Popular Mechanics magazine has given a Breakthrough Award to the Gyrobike, an invention that prevents bicycles without training wheels from tipping over.
Four Dartmouth College students developed the idea of putting a flywheel inside the rim of the front wheel. A drill is used to spin the flywheel, which keeps the bike stable under novice riders.
Hannah Murnen, Augusta Niles, Deborah Sperling and Nathan Sigworth (not pictured) are the students in Dartmouth's Thayer School of Engineering who developed the wheel design.
As explained at the Dartmouth website, the spinning flywheel uses precession as a stabilizing force. As a young rider begins to tip over, the front wheel veers from the vertical, but the independently spinning flywheel turns in the direction of the tilt and steers the bike under the rider's center of gravity.
Said Niles:
“Watching local children succeed in stabilizing themselves enough to actually allow the bicycle to teach them about balance-and watching them use that knowledge to ride for the first time-brought home what we had accomplished.”
The four have applied for a patent for the Gyrobike and are seeking a licensing agreement.
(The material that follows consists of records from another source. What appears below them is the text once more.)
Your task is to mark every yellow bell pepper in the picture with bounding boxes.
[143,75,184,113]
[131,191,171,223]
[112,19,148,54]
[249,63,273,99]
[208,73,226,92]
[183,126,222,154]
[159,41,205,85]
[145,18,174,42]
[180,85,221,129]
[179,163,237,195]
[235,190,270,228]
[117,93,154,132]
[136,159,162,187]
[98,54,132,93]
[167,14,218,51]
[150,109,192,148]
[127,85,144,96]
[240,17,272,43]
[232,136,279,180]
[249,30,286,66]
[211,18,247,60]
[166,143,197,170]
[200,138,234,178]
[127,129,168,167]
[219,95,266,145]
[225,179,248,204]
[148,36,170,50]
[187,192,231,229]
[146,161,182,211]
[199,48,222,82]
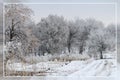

The Breakthrough Awards are given for advances that solve problems, expand horizons or engage the imagination, says Popular Mechanics.
The desire to find a better way to teach children how to ride bicycles brings to mind the SHIFT, the tricycle that converts to a bicycle as the cyclist speeds up. The invention by three Purdue University designers was named as one of Time magazine's most amazing inventions of 2005, as well as other honors.